Mme Maina Sage. Cet amendement vise à reprendre une proposition émise à l’occasion du débat sur le projet de loi défendu par Mme Clotilde Valter : celle d’inscrire le principe du freemium pour la réutilisation des données publiques. Il s’agit d’un dispositif intermédiaire entre le premium et le free, qui nous paraît opportun, équitable et juste. L’option d’une réactualisation annuelle offre une bonne solution.

M. le rapporteur. Le dispositif que vous proposez, et qui diffère de l’exposé sommaire de votre amendement que vous venez de nous présenter, est déjà largement satisfait par l’article 4 du projet de loi tel que nous l’avons amendé et dans lequel nous avons accru les obligations de diffusion des administrations. Je vous suggère donc de retirer votre amendement ; dans le cas contraire, je ne soutiendrais pas son adoption.

Mme Maina Sage. Mon amendement fixe une obligation de réactualisation annuelle gratuite, l’offre premium débutant pour une demande plus fréquente. Il ne me semble pas que le texte de l’article 4 aille aussi loin, si bien que je maintiens l’amendement.

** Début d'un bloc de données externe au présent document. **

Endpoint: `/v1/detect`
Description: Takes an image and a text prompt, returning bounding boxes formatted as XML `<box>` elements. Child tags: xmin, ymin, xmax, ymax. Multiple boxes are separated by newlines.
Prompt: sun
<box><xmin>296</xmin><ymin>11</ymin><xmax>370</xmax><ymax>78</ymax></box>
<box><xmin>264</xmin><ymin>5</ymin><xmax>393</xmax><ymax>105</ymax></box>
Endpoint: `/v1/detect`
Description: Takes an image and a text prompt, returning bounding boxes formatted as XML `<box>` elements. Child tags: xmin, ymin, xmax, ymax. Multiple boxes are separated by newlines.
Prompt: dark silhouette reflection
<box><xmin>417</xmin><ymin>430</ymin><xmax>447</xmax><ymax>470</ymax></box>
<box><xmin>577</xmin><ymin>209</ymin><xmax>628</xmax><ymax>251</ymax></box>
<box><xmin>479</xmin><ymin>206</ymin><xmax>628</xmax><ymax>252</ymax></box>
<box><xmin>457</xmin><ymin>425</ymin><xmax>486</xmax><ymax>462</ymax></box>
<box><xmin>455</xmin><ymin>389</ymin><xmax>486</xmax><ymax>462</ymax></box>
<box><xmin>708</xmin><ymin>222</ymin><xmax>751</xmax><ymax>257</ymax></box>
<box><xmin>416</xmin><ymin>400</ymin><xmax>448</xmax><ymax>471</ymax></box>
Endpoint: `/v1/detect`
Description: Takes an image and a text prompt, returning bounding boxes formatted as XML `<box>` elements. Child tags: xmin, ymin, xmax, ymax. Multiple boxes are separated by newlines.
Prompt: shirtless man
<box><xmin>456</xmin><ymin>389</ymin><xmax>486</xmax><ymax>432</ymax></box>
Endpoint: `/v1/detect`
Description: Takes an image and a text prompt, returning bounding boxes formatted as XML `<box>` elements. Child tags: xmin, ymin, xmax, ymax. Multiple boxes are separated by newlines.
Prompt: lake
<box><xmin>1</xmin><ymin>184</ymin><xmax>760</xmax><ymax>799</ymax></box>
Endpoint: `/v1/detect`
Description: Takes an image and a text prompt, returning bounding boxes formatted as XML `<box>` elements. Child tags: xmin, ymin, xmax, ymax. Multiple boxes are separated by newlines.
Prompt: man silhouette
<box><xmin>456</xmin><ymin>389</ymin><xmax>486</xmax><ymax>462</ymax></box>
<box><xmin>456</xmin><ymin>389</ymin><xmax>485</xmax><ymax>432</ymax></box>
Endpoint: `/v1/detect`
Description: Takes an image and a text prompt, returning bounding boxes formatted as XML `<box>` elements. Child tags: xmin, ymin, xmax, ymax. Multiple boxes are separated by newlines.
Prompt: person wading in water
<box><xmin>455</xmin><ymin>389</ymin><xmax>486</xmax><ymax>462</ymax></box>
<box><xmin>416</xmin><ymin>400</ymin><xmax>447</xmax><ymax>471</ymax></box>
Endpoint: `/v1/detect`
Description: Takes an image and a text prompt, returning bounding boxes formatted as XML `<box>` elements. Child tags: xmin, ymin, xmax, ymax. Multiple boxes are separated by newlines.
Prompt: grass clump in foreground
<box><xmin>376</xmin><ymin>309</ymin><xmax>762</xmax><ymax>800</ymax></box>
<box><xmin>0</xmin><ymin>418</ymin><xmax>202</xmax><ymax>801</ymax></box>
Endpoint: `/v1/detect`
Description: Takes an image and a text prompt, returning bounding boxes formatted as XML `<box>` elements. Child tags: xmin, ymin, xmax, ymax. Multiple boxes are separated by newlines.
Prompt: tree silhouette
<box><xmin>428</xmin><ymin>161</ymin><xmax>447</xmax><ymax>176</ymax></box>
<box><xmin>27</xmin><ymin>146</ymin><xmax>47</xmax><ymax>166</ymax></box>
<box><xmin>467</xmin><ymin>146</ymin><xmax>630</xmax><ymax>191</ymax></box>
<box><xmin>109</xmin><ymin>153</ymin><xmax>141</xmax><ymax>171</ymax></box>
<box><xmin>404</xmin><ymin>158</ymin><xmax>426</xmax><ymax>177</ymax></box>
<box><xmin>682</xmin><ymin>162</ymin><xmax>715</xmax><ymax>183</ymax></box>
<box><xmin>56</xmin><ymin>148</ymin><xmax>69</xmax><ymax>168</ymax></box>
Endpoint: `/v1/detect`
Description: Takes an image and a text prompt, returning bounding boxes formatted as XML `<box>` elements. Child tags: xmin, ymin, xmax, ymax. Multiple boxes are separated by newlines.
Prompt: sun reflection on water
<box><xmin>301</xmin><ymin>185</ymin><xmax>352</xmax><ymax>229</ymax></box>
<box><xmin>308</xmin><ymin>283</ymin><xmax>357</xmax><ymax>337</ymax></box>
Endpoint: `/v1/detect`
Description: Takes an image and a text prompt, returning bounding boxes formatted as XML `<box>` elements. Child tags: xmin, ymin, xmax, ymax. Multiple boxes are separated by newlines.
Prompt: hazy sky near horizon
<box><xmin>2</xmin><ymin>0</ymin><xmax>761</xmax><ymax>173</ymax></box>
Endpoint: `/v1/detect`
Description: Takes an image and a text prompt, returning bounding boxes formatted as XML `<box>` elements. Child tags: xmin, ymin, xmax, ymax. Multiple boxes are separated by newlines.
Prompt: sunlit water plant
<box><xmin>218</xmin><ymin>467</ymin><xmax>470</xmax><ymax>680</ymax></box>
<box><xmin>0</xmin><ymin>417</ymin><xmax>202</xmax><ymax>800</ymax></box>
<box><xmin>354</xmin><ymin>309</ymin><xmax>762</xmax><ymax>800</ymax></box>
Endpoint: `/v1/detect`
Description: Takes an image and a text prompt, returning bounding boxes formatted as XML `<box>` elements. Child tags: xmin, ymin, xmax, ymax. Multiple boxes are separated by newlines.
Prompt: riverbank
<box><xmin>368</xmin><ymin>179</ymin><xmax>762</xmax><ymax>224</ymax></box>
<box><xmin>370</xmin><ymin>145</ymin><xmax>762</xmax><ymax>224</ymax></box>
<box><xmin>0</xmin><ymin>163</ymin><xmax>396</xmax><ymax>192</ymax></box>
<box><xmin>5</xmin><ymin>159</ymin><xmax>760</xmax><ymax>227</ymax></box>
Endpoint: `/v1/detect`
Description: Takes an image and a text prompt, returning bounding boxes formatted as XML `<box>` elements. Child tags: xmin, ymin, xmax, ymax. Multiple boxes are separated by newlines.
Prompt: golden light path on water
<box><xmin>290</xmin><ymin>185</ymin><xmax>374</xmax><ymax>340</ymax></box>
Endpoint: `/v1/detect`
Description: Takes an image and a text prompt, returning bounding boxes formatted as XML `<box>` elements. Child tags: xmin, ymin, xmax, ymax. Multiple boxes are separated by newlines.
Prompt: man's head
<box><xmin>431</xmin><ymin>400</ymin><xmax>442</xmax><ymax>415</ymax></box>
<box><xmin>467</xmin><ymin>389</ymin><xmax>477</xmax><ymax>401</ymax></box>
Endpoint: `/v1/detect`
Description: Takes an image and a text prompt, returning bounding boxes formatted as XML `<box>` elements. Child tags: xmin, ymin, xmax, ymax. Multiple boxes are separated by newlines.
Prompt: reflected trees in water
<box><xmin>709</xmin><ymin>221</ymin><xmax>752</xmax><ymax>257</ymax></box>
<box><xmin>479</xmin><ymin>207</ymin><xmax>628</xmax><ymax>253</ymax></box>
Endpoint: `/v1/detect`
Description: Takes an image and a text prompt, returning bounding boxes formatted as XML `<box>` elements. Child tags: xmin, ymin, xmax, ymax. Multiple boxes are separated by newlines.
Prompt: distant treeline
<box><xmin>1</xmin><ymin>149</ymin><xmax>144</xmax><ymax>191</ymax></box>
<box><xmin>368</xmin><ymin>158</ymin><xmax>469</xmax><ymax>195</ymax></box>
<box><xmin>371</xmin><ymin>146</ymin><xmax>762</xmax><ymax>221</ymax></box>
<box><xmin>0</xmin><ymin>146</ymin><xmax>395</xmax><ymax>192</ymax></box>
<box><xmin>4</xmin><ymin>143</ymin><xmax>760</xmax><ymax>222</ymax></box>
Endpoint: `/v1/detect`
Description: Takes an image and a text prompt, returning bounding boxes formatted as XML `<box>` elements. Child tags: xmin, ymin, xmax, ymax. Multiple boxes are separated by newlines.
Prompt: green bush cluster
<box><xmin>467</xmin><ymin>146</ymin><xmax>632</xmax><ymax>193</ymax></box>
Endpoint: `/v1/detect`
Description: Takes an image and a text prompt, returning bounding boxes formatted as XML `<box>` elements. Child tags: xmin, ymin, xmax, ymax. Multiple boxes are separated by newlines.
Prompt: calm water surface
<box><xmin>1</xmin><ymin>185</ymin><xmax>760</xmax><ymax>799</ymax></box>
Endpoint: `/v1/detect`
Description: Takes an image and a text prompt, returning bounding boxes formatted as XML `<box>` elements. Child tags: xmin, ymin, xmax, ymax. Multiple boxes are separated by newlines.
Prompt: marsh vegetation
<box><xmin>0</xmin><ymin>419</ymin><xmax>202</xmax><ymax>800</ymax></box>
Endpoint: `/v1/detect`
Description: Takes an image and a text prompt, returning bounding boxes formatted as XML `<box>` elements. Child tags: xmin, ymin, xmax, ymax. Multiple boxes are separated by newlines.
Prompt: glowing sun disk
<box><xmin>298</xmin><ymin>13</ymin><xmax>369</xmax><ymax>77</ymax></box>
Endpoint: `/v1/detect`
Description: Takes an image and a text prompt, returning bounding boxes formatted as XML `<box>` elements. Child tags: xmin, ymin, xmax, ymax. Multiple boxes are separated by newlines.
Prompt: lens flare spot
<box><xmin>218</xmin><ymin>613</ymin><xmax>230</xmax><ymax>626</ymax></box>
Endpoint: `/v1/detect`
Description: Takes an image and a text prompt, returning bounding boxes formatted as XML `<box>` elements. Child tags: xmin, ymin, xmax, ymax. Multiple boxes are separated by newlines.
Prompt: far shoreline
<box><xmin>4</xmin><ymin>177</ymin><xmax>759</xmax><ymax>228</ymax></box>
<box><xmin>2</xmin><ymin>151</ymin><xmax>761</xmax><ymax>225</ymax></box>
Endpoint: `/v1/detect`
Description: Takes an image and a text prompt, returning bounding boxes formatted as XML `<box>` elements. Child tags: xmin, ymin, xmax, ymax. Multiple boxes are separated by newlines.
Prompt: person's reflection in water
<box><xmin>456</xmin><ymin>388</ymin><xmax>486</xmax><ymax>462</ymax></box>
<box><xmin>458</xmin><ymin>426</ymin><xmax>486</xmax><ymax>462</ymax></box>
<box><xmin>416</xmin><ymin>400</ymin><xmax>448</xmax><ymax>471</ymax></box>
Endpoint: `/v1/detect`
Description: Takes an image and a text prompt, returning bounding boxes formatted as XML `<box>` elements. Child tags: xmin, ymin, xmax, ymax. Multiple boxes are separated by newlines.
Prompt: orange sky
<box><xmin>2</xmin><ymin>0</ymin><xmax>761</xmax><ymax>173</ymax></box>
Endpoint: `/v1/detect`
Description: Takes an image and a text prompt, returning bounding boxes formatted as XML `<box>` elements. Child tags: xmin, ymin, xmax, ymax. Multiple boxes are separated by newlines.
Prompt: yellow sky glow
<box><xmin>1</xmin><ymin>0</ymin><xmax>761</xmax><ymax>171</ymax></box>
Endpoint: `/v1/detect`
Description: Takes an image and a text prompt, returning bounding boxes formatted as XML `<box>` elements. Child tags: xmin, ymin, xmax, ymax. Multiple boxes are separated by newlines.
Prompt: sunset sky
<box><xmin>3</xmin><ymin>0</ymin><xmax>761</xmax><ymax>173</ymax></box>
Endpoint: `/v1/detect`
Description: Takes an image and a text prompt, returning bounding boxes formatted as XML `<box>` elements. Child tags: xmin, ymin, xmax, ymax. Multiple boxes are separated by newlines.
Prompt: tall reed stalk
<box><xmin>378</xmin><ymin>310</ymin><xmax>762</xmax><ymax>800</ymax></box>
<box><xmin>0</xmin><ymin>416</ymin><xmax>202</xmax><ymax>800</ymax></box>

La commission rejette l’amendement.

Article 7 (art. 11-1 [nouveau] de la loi n° 78–753 du 17 juillet 1978 portant diverses mesures d’amélioration des relations entre l’administration et le public et diverses dispositions d’ordre administratif, social et fiscal) : Rationalisation du régime de réutilisation des informations publiques

La commission aborde l’amendement CL17 de M. Lionel Tardy. 

M. Lionel Tardy. Comme l’article 11 de la loi du 17 juillet 1978 a été abrogé par la loi du 28 décembre 2015 dite « loi Valter », il est préférable de rétablir un article 11 plutôt que d’en créer un nouveau.

M. le rapporteur. Je vous remercie de cette excellente proposition, monsieur Tardy. Avis favorable.

La commission adopte l’amendement.

Puis elle étudie, en discussion commune, les amendements CL18 de M. Lionel Tardy et CL423 de M. Bertrand Pancher.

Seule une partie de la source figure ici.